それは~。督脉は会陰穴から起こり、脊中の裏側に沿って風府穴に上がり、脳に入る。任脈は中極穴の下から起こり、陰毛に上がり、腹壁の深部に沿って上がり、関元穴通って咽喉に達する。衝脈は気衝穴に起こり、足の陽明胃経とともに臍の両側を上行し、胸中に達して分散する。帯脈は季脇から出、帯脈、五枢、維道で足の少陽胆経と交わり、腰腹部を一周する。陽蹻脈はかかとの中から起こり、足の外踝に沿って大腿外側を上行し、後頚部の風府穴に入る。陰蹻脈もかかとの中から起こり、内踝に沿って大腿内側を上行し、咽喉に達して衝脈と一緒になる。陽維脈と陰維脈は、全身に絡まるが、諸経を循環も灌漑もせず、溢れた時に蓄えるだけである。だから陽維脈は、各陽経が交わる場所に起こり、陰維脈は、各陰経が交わる場所に起こる。これは聖人が作った側溝や暗渠のようなもので、それが溢れると深い湖に流れて行く。だから聖人は流れることに執着しない。つまり脈気が過剰になって溢れ出すと、奇経八脈に流れ込み、流れ込んでしまったら正経に戻って循環することはありません。だから十二経は支配できないのです。病邪の侵襲を受けた八脈は、腫脹して発熱しますので、そこを鍼で瀉血するのです。

第二十九難

二十九難曰:奇経之為病、何如?

然。陽維維於陽、陰維維於陰、陰陽不能自相維、則悵然失志、溶溶不能自収持。陽維為病、苦寒熱。陰維為病、苦心痛。陰蹻為病、陽緩而陰急。陽蹻為病、陰緩而陽急。衝之為病、逆気而裏急。督之為病、脊強而厥。任之為病、其内苦結、男子為七疝、女子為瘕聚。帯之為病、腹満、腰溶溶若坐水中。此奇経八脈之為病也。

翻訳文

二十九難曰く:奇経八脈の病には、どのようなものがありますか?

それは~。陽維脈は各陽経を連絡し、陰維脈は各陰経を連絡します。この両経が互いに連絡できなくなると、失意して気分が塞ぎ、疲弊しきって動作もままなりません。陽維脈が病むと、悪寒、発熱があります。陰維脈が病むと、心痛があります。陰蹻脈が病むと、下肢の外側が弛緩し、内側が引き攣ります。陽蹻脈が病むと、下肢の内側が弛緩し、外側が引き攣ります。衝脈が病むと、※嘔吐して、裏急(お腹をこわしている時の排便前に襲ってくる痛み)します。督脉が病むと、脊柱が強ばり、手足が冷えます。任脈が病むと、お腹にしこりができて痛みます。男子の場合、※七種の疝病にかかりやすく、女子の場合、子宮筋腫になりやすくなります。帯脈が病むと、お腹が張り、腰が抜け、水に浸かったように冷えてしまいます。これらが奇経八脈の病症です。
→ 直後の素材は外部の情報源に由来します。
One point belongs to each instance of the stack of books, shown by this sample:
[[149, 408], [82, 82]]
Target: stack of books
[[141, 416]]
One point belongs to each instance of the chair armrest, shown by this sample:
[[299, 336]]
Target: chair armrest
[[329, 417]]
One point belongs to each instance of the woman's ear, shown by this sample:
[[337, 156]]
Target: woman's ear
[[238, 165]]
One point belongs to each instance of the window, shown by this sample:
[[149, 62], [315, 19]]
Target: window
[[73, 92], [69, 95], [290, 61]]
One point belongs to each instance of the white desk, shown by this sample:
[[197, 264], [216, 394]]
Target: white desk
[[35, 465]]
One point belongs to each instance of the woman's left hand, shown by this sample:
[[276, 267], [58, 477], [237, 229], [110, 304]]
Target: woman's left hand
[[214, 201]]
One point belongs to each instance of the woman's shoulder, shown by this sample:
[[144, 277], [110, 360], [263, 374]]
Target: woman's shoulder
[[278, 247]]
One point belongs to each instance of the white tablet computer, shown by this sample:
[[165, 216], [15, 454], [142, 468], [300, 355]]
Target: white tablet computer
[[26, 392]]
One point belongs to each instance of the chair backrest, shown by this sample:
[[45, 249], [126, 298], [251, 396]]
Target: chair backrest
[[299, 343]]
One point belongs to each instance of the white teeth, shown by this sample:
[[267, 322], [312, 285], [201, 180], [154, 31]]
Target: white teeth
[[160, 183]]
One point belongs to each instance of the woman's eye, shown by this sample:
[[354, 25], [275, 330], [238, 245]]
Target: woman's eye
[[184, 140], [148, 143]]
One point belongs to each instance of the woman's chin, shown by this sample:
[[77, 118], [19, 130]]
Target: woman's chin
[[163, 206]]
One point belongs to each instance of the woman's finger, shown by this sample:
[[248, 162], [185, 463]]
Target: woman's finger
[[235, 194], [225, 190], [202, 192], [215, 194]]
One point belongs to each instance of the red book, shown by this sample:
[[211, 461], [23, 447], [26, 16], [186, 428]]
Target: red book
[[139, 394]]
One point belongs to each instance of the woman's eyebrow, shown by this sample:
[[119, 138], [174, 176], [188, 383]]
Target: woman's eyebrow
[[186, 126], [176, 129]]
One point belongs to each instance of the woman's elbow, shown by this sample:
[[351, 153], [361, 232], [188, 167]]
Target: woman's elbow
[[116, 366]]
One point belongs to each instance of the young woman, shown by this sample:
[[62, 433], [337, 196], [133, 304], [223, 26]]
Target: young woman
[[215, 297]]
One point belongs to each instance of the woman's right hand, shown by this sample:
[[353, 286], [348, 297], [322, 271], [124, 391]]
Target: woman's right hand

※原文には「逆気」とあります。「逆気」には肺気、胃気、肝気の3パターンがあって、肺気が上逆した場合、喘息や咳嗽などの症状があらわれます。胃気が上逆した場合、嘔吐やシャックリなどの症状があらわれます。肝気が上逆した場合、頭痛や目まい、吐血などの症状があらわれます。衝脈の場合、二十八難に足陽明胃経と共に上がるとあります。よって胃気の逆上としました。

※原文には「七疝」とあります。七疝病とは、冲疝、狐疝、・疝、厥疝、瘕疝、・疝、癃疝の七種です。これは下腹部や生殖器に関する病で、大小便が出なくなることが特徴です。現在の病気では鼡径ヘルニアや腸イレウスなどがあります。「疝痛」とは下腹部や生殖器に発生するこれら病の痛みのことです。但し現代医学でいう「疝痛」とは胃疝痛、胆道疝痛、腎疝痛、膀胱疝痛、子宮疝痛などに分類され、主に結石症などに伴う激しい発作性の痛みをさしますので、必ずしも古典の「疝痛」とはイコールではありません。